For most conspicuous bravery and initiative during the operations north-east of Bousies on the 24th October, 1918. He led his company with great skill towards the final objective, maintaining direction under the most difficult conditions. When the advance was held up by machine-gun posts, accompanied by one Serjeant and followed at some considerable distance by a Lewis-gun section, he again advanced and displayed the greatest determination, capturing six machine guns and 14 prisoners. His gallantry and initiative enabled the whole line to advance, and tended largely to the success of subsequent operations.
— The London Gazette, 28 January 1919

Sergeant F. Gibson was awarded the Distinguished Conduct Medal for his role in accompanying Hedges.

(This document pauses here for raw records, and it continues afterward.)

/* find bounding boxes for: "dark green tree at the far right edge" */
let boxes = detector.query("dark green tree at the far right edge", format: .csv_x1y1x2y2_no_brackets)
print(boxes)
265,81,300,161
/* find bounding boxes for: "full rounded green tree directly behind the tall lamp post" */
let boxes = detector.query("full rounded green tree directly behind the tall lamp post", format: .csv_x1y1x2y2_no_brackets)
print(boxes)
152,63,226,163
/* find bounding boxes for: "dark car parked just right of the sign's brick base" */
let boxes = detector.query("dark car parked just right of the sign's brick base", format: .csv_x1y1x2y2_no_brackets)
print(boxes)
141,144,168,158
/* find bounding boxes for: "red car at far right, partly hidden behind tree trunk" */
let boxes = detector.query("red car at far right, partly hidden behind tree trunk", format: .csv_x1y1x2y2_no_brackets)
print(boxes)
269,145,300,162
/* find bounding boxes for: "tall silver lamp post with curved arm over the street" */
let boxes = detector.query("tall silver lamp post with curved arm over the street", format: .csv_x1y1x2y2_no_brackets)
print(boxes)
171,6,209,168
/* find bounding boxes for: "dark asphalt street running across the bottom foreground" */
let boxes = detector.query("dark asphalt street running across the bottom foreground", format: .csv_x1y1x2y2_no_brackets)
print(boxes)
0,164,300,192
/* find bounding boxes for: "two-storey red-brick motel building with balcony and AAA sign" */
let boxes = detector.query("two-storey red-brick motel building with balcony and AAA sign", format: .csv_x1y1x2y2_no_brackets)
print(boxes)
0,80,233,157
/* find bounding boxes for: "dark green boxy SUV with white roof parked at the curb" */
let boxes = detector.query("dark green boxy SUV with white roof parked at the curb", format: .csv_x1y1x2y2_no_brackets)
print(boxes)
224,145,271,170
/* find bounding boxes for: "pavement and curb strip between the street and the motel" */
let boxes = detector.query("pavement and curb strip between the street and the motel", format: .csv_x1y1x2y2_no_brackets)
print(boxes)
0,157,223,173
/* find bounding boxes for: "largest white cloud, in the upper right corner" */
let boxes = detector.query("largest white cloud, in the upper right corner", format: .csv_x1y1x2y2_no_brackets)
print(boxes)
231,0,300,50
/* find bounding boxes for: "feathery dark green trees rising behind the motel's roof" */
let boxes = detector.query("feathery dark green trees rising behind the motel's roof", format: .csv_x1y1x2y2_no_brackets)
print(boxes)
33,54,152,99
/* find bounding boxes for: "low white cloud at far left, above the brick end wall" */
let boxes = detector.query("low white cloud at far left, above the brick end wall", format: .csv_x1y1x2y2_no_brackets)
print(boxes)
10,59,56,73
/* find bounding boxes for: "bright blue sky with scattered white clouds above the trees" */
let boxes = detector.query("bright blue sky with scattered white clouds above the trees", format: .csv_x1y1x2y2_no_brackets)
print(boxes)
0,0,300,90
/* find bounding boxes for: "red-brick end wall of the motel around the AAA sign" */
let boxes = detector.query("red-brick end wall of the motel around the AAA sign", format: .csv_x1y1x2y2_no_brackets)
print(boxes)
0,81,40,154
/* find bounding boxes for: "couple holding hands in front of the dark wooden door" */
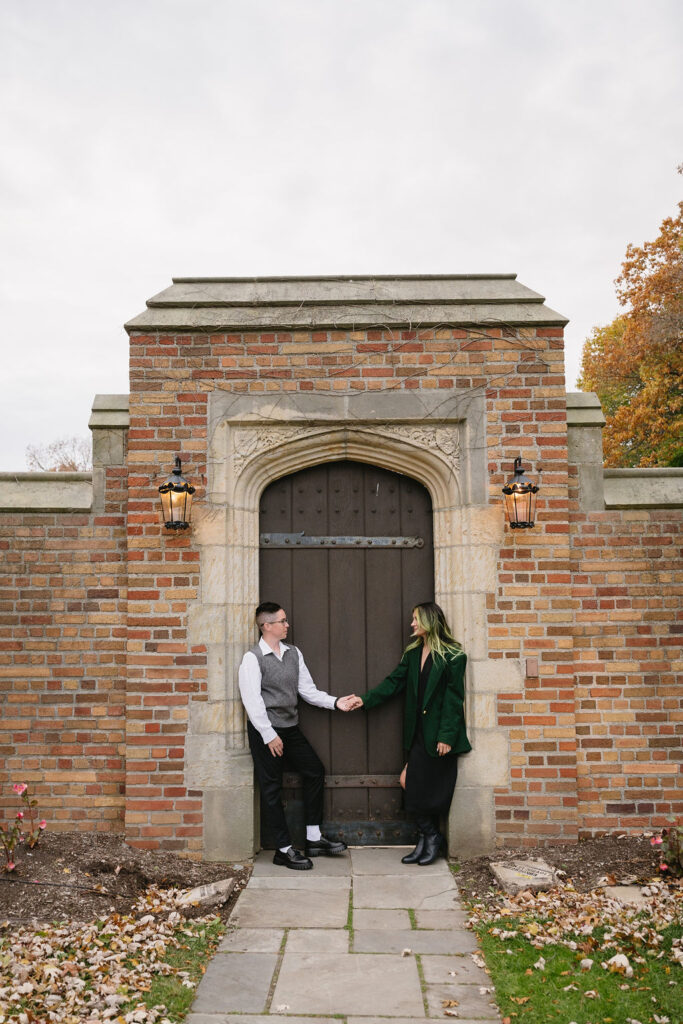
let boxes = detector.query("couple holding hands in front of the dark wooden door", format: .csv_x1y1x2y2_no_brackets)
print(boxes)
239,601,471,870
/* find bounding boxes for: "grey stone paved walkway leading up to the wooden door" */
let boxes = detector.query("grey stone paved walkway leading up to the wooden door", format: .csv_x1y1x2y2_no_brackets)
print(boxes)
186,847,501,1024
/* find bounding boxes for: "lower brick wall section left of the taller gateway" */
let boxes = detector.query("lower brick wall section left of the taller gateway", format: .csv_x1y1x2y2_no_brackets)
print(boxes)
0,468,126,831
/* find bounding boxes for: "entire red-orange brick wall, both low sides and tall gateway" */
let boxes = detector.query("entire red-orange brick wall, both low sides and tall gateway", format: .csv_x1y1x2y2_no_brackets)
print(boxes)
0,329,682,857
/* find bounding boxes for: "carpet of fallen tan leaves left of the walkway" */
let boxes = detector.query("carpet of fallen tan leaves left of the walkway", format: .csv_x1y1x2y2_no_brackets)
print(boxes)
0,887,216,1024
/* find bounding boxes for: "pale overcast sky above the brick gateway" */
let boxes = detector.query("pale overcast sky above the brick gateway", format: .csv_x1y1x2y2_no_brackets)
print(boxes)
0,0,683,470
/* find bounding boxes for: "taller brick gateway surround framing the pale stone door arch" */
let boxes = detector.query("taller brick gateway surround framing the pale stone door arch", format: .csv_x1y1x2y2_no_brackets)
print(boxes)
126,329,577,855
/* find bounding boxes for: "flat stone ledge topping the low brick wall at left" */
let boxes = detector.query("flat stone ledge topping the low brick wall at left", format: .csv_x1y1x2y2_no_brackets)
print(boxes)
0,473,92,512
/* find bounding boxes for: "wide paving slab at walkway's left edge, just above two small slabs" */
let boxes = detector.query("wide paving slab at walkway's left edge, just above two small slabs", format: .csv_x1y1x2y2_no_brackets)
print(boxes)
230,886,348,928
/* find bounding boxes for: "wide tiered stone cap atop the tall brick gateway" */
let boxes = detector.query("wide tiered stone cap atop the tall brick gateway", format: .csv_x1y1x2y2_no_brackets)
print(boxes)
126,273,567,333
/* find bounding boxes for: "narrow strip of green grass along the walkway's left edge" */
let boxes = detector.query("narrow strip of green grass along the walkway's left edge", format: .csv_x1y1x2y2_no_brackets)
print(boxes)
120,918,225,1024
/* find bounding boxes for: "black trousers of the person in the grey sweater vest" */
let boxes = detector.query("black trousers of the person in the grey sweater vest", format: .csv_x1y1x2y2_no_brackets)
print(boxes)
247,722,325,849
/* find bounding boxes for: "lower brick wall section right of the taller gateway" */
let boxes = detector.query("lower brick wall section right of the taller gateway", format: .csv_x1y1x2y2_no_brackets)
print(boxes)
571,499,683,836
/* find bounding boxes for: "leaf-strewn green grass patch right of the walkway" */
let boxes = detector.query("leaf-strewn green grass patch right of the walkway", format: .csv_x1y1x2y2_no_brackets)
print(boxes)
476,918,683,1024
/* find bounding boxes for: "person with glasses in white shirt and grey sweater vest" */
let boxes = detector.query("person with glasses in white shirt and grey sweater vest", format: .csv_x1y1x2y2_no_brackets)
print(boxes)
239,601,352,871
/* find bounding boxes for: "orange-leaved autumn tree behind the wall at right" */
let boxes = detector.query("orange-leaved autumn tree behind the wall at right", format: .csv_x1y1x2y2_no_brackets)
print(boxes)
579,196,683,466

Following his recovery, he received his VC in a ceremony at Buckingham Palace on 15 May 1919. The next month, he was placed in command of a prisoner of war camp in Guildford. Not long afterwards, he married his fiancée, Mollie , in Hounslow, Middlesex. In late September, he was injured in a motorbike accident and suffered a fractured leg. He was discharged from the British Army before the end of the year.

==Later life==
After leaving military service, Hedges found employment with the Cornhill Insurance Company. He was instrumental in the setting up of a memorial to former students of his old school at Isleworth County who had been killed during the war and was also involved in the British Legion. In 1924, his first son, John Grosvenor Hedges, was born. During the Second World War, both father and son served in the Home Guard. However, in 1941, John died in a drowning accident on the River Thames, aged just 17.

After the war, Hedges and his wife moved to Harrogate to be near Leeds where he was to run Cornhill's office there. He was never at ease with the shift and he became affected by depression. On 29 May 1954, the anniversary of John's death, he committed suicide, hanging himself at his home. His mental state had worsened since he had to take early retirement from his work. His remains were cremated at Stonefall Cemetery, Harrogate.

==Victoria Cross==
After his death, Hedges' medals, which in addition to the VC, also included the 1914 Star, the Victory Medal, the British War Medal, and the 1937 and 1953 Coronation Medals, were loaned to the Leeds City Museum. They are now in the care of Bedfordshire and Hertfordshire Regiment, displayed at the gallery located in Wardown Park Museum, Luton, Bedfordshire.